Hi Harsh - good (somewhat loaded) question. The IREE team and the TFRT team are "friends" and we internally (to Google) collaborate extensively, especially in several key areas of the stack (which the resolution of TFRT diagrams presented publicly aren't really setup to call out):
- TensorFlow->XLA MLIR based lowerings
- MLIR/LinAlg development
- XLA HLO->LinAlg
- GPU codegen
- CPU codegen
- Core MLIR development.
In all of those cases, we are tightly coupled, and we expect that these components will dominate in all future states of the more compiler-based side of the infra. Subjectively, TFRT has been prioritizing getting the eager pipeline on large systems plumbed well while we (IREE) have been focused on more whole-program/compiler based approaches specifically for deployment form factors that are resource constrained and latency sensitive. These are not mutually exclusive, and in the fullness of time, I expect these paths will cross. There is also a general acknowledgment by all sides of the work that different scales can often require different investments, and the important thing is that we intersect the most strongly at the core infrastructure level. From that perspective, TFRT-of-today and IREE are targeting different scales of use cases, and if there is a corresponding strong reason in the future to move them closer together or further apart. We'll do that when the picture becomes clearer.

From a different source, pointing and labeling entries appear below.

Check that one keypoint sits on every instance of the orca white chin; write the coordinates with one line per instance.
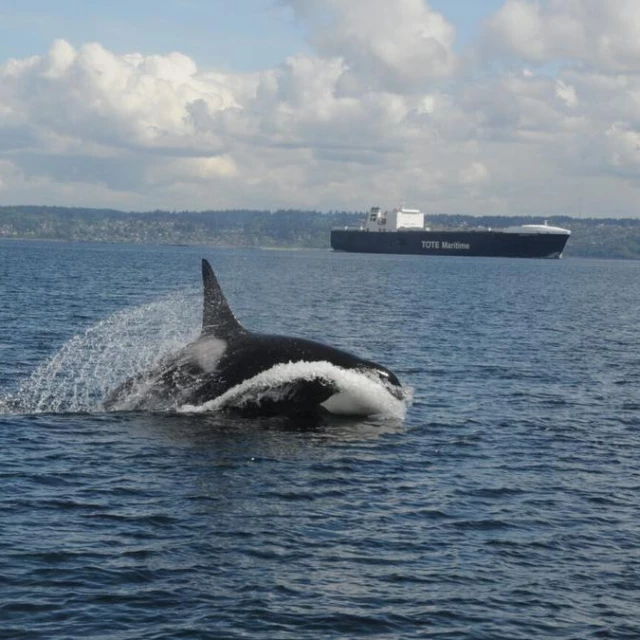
(283, 390)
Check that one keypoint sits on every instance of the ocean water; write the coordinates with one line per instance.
(505, 503)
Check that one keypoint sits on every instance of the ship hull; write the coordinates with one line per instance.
(451, 243)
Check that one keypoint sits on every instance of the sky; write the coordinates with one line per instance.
(451, 106)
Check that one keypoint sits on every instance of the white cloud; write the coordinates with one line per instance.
(375, 114)
(604, 34)
(392, 46)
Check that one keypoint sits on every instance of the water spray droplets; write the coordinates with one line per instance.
(77, 378)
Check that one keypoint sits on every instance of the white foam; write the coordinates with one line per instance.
(358, 393)
(79, 375)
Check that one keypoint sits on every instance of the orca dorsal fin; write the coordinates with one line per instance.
(217, 318)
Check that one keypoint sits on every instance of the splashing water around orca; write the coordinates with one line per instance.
(231, 369)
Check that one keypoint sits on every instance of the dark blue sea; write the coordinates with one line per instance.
(505, 503)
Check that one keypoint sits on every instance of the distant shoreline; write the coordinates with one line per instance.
(612, 238)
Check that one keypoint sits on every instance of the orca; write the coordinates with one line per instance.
(229, 368)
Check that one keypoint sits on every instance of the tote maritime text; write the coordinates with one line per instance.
(437, 244)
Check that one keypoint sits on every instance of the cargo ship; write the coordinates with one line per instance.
(404, 231)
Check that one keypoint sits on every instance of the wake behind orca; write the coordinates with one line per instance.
(229, 368)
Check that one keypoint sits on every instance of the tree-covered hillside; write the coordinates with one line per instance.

The integration question that we have our eye on the most would be when is it the right time to layer something like IREE under TFRT in the same way that the TPU driver will layer. The critical things to evaluate here when deciding when to do this are: a) have we moved the needle enough on the Vulkan/GPU side in IREE such that there is value in having such a compiler/backend to TFRT, and b) is TFRT and its integration with TensorFlow mature enough to take such a new backend. The answer to both of those right now is "no" but that is more a question of evaluating "when" than "if".
The key here is that I think, especially for resource constrained and embedded use cases, using IREE directly without layering through TFRT will be advantageous. There are a number of load bearing points on how each interface up the stack that will be important for such things at different scales. There are plenty of proofs needed from our side to make that position real, however. As Sean says as he raced me to the response, the two do operate at different layers and we are committed to maintaining usable layers at the different levels of the stack.